Berdasarkan Daghregister 15
September dikabarkan bahwa Sultan Agung
harus mengerahkan 80.000 prajurit yang diangkut oleh kapal-kapal, bahkan
Mataram sampai kehabisan kapal untuk membawa komoditi beras ke Batavia. Kejadian
ini terlihat dalam Daghregister tanggal
12 Oktober yang meyebutkan bahwa dua kerajaan yang paling sulit dikuasai adalah
Pamekasan dan Sumenep. Penyerbuan ke wilayah Madura Timur memeang tidak
disebutkan dalam Serat Kondho dan Babad Mataram. Sekalipun sedemikian
memang dua sumber Mataram ini memang masih harus dipertanyakan otentisitas dan
objektifitasnya. Sebagai contoh ialah dalam Serat
Kondho disebutkan jumlah pasukan Madura sebanyak 100.000 , padahal dalam Daghregister tertanggal 22 Agustus, pasukan
Madura yang kocar-kacir sebanyak 2000 orang, dengan kemungkinan jumlah awal
prajurit Madura sekitar 10.000-25.000 orang. Hal tersebut (jumlah 100.000
orang), sangat tidak mungkin mengingat Madura bukanlah kesultanan besar seperti
Mataram. Werdisastro dalam Bhabhad
Songennep memperkirakan perang
terakhir invasi Mataram terjadi di Madura Timur. [14]

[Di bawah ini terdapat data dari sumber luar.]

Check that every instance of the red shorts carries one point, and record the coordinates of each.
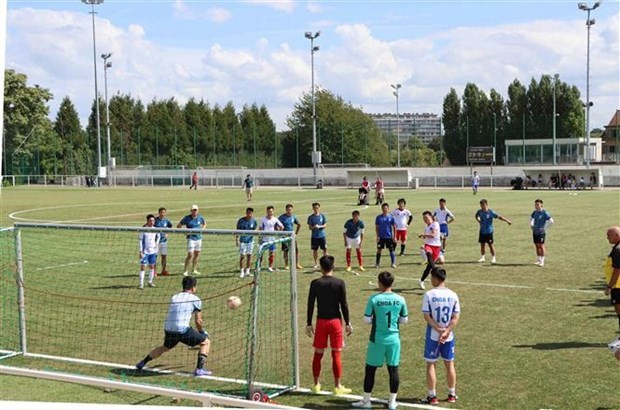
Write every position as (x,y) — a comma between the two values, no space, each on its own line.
(434,250)
(331,328)
(401,235)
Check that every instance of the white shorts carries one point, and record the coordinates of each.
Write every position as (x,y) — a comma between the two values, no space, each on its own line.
(246,248)
(194,245)
(354,242)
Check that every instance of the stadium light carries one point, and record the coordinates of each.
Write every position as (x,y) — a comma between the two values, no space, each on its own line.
(315,155)
(589,22)
(555,114)
(107,64)
(92,4)
(396,93)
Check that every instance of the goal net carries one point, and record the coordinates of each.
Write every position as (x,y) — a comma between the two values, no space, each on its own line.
(70,303)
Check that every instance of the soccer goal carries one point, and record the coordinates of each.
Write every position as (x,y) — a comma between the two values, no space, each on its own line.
(70,304)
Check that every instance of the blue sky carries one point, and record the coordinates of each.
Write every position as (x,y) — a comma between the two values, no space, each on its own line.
(255,51)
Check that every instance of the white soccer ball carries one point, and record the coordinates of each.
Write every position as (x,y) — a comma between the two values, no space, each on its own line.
(233,302)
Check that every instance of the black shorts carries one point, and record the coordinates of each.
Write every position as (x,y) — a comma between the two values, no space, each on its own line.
(615,296)
(388,243)
(316,243)
(485,238)
(190,338)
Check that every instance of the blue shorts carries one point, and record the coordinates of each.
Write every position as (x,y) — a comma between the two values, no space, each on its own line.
(443,230)
(434,350)
(148,259)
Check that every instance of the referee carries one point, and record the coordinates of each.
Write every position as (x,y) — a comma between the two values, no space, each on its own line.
(330,295)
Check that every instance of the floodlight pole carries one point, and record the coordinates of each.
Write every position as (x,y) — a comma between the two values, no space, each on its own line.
(396,93)
(589,22)
(107,64)
(315,155)
(555,84)
(98,120)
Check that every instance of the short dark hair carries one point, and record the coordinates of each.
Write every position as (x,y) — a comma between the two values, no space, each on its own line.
(327,263)
(189,282)
(386,279)
(439,273)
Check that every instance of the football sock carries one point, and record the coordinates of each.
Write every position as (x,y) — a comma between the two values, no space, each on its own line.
(369,381)
(336,364)
(202,358)
(316,365)
(394,380)
(359,256)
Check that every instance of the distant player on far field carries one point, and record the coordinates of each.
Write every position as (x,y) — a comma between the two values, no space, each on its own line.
(245,243)
(540,221)
(148,251)
(162,222)
(402,218)
(177,327)
(485,217)
(441,309)
(475,181)
(386,311)
(445,217)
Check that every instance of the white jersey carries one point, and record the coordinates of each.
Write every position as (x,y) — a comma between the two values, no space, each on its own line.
(149,242)
(401,218)
(182,306)
(269,225)
(441,304)
(436,239)
(441,215)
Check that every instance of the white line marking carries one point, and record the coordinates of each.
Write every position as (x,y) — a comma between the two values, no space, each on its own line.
(62,266)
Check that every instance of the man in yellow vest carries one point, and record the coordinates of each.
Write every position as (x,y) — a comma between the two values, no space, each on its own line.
(612,275)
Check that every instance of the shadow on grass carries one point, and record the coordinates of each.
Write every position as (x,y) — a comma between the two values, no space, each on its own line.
(561,345)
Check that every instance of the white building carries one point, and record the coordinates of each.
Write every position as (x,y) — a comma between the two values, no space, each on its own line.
(423,126)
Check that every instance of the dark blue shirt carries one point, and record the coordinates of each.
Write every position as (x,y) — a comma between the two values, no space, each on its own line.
(384,224)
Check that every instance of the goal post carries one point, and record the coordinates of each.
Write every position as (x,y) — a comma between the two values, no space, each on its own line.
(70,304)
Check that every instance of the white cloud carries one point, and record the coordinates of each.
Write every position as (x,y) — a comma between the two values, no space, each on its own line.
(280,5)
(214,14)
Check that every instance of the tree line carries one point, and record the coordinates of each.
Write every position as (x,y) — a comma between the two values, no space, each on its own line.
(165,133)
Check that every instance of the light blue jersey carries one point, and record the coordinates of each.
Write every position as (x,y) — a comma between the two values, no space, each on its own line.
(182,307)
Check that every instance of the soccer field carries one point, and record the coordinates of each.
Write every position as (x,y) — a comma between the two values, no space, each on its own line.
(528,338)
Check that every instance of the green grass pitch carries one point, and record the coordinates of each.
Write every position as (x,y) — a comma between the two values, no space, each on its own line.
(529,337)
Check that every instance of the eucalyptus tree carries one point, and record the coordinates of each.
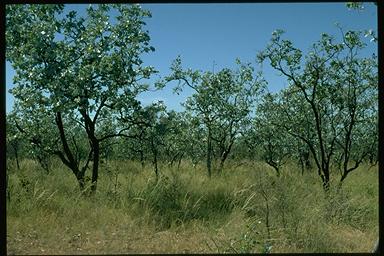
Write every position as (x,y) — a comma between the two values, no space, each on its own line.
(335,89)
(275,144)
(221,102)
(79,68)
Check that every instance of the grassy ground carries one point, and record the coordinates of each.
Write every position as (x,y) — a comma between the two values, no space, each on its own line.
(246,209)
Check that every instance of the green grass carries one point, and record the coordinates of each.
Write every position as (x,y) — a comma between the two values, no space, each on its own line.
(185,212)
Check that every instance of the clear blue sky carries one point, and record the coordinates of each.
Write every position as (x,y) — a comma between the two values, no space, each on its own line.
(207,33)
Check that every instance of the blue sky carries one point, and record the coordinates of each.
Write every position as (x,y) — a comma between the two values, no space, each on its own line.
(204,34)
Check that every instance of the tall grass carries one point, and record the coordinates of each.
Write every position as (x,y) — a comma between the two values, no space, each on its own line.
(245,209)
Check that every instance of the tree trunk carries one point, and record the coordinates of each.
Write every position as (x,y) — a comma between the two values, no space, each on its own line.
(16,156)
(95,167)
(154,152)
(80,180)
(326,178)
(209,160)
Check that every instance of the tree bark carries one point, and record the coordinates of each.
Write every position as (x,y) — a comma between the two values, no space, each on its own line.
(209,152)
(95,167)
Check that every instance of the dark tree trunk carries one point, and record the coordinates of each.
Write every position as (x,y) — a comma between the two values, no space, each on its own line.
(95,167)
(142,159)
(15,149)
(154,152)
(209,152)
(180,158)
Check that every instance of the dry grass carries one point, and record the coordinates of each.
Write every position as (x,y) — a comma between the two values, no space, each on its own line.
(188,213)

Zainalfatah juga meyakini bahwa Pamekasan yang menolak menyerah pada Mataram
akhirnya dibawah Ronggosukowati memilih Perang Puputan bersama seluruh punggawa
Istana karena kekuatan yang tidak sebanding dengan Mataram.[15]
Rangkaian sejarah yang telah
diuraikan di atas bukanlah sebuah wacana untuk mengungkit kembali tentang apa
yang telah terjadi, terutama tentang perang Mataram-Madura yang bisa dibilang
cukup menyakitkan. Tapi yang perlu diteladani atau minimal diusahakan adalah
bagaimana caranya bisa membuat sejarah masa lalu sebagai “Masa Depan”-sesuai
dengan motto Historia Vitae Magistra (Sejarah menciptakan kebijaksanaan)-.

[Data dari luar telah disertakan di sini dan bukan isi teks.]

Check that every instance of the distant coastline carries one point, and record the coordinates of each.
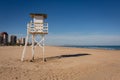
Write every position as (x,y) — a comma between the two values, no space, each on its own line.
(107,47)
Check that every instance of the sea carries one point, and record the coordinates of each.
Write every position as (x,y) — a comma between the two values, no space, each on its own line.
(95,47)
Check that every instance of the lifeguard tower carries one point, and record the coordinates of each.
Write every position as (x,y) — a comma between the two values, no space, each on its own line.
(36,27)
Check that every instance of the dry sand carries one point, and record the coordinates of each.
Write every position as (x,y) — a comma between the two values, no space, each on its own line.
(62,64)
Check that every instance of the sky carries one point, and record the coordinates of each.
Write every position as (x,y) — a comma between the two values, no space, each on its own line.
(71,22)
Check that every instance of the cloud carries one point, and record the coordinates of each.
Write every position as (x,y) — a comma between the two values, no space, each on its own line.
(77,39)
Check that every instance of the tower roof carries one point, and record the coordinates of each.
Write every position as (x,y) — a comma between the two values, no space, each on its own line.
(38,14)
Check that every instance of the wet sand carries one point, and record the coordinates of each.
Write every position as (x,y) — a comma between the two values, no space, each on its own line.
(62,64)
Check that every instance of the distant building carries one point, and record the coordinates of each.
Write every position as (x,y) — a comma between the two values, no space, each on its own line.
(3,38)
(13,39)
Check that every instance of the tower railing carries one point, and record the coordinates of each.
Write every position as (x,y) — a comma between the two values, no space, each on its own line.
(38,28)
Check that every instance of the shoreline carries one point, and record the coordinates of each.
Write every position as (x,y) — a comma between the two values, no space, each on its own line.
(62,64)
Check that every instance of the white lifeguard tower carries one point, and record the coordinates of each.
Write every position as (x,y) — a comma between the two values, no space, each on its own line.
(36,27)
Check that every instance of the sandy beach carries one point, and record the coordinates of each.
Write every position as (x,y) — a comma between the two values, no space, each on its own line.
(62,64)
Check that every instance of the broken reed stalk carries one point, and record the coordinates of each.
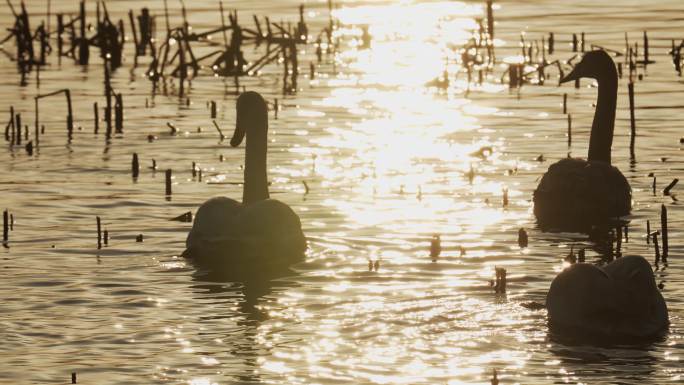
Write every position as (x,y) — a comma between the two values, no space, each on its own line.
(632,123)
(99,232)
(569,130)
(669,187)
(17,125)
(657,248)
(96,114)
(490,20)
(108,96)
(218,129)
(5,227)
(522,238)
(565,103)
(663,226)
(135,166)
(118,114)
(168,182)
(83,47)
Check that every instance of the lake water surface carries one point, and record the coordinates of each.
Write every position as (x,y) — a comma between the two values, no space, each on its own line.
(386,161)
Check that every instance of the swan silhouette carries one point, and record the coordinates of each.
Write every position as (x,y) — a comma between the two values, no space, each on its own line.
(618,302)
(575,194)
(259,233)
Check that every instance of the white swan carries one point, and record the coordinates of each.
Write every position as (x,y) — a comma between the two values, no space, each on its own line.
(575,194)
(618,302)
(258,233)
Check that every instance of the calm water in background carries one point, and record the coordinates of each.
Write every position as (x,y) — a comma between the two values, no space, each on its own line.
(386,162)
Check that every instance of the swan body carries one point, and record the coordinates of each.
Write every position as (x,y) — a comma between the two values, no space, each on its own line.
(576,194)
(618,302)
(260,233)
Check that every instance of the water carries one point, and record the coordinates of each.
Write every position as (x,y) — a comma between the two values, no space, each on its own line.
(386,161)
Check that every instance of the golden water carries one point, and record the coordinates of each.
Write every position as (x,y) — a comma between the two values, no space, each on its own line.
(386,161)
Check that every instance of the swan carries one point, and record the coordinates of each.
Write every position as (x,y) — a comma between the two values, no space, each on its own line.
(259,233)
(617,302)
(575,194)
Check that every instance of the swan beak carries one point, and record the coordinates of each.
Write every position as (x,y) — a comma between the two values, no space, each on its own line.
(239,133)
(573,75)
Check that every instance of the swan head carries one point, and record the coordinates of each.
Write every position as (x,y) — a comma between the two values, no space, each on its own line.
(251,111)
(595,65)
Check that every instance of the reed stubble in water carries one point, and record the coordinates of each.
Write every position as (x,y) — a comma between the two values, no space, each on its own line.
(669,187)
(99,232)
(135,166)
(168,182)
(663,226)
(632,123)
(5,227)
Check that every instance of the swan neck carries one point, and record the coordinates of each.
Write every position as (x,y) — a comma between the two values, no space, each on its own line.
(256,184)
(602,128)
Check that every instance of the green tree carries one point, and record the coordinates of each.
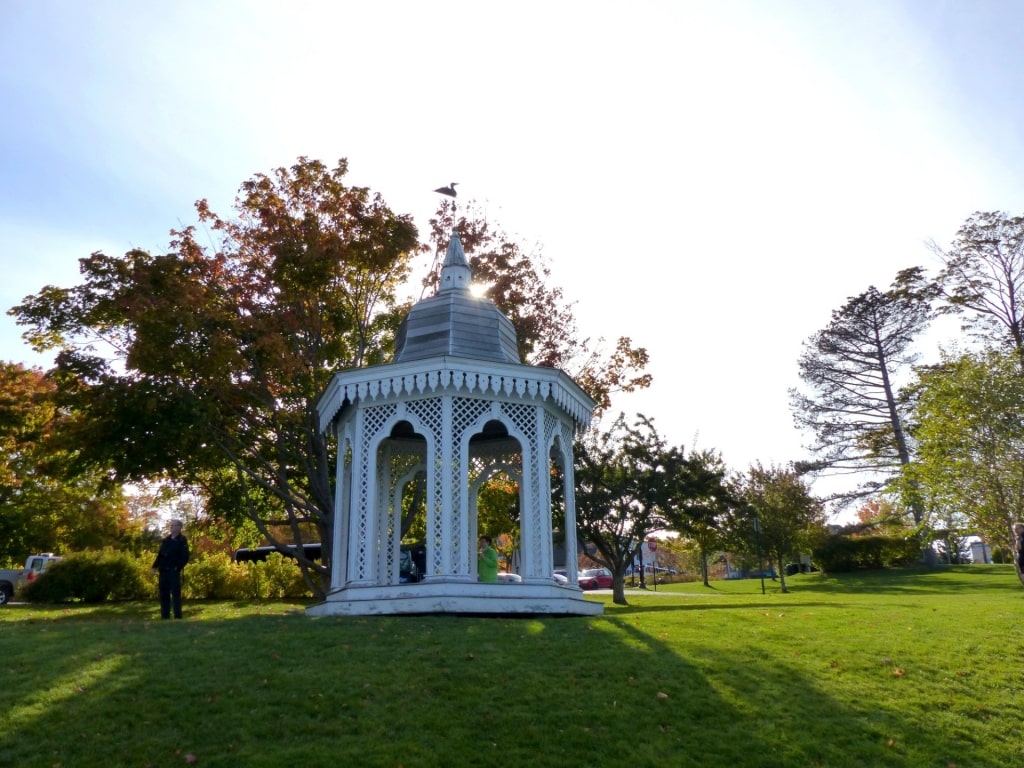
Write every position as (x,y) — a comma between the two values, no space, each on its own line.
(780,514)
(46,506)
(625,484)
(701,497)
(982,278)
(970,430)
(852,404)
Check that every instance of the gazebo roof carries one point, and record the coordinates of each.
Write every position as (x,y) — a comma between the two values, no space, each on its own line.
(455,323)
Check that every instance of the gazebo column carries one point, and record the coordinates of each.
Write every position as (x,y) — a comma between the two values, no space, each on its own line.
(342,508)
(385,541)
(568,487)
(363,545)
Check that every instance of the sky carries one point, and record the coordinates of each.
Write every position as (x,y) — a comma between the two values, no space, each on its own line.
(711,178)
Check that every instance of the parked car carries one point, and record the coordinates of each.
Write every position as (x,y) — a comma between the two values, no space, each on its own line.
(9,580)
(594,579)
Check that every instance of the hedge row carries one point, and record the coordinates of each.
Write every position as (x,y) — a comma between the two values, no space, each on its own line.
(842,553)
(98,577)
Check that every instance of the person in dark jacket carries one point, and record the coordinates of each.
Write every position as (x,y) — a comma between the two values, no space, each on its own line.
(170,561)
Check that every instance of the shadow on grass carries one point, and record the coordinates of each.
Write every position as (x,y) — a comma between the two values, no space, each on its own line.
(281,689)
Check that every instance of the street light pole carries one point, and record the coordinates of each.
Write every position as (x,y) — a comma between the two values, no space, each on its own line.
(761,562)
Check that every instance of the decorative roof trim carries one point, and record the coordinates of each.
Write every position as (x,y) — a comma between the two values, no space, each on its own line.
(438,376)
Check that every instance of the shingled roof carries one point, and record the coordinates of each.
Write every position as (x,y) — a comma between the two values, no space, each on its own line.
(454,322)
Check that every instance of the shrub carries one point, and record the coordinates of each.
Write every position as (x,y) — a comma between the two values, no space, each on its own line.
(92,578)
(842,553)
(216,577)
(213,577)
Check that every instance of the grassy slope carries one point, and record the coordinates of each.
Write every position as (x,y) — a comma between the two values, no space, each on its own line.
(895,669)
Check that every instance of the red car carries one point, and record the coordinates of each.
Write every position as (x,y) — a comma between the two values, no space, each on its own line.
(595,579)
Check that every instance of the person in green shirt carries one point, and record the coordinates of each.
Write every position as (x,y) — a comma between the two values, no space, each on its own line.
(486,561)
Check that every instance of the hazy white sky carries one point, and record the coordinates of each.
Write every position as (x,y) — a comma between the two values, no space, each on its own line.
(710,178)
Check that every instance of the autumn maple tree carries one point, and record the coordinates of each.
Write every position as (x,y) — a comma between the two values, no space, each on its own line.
(203,365)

Dalam masa-masa berikutnya, saat itu di Hindia Belanda, semua mata menjadi
saksi bagaimana Thabrani, seorang putra Pamekasan yang menjadi pelopor Sumpah
Pemuda.[16] Di
zaman revolusi pun sejarah telah melihat putra Madura lainnya, Marsda Anumerta
Abdul Halim Perdana Kusuma, terlahir di Sampang, [17]
ia gugur saat ditugaskan untuk membeli persenjataan dari Thailand. Bersama
rekannya, Marsma Iswahyudi ia membela NKRI di front Sumatera. Dalam bangkai
pesawat jenisi Anderson yang ditemukan, hanya jasadnya yang ada, sedangkan
Iswahyudi sendiri tidak diketahui kemana rimbanya. Ataupun seperti Wardiman,
putra Pamekasan yang mampu membina karir hingga ke tingkat Menteri Pendidikan
masa Orde Baru.
Sekarang Indonesia mendapatkan juga sosok-sosok
seperti Andi Oktavian Latief, Shohibul Maromi, dan Ali Ichsanul Qauli yang
pernah mengharumkan nama Indonesia di kancah Olimpiade Fisika Internasional.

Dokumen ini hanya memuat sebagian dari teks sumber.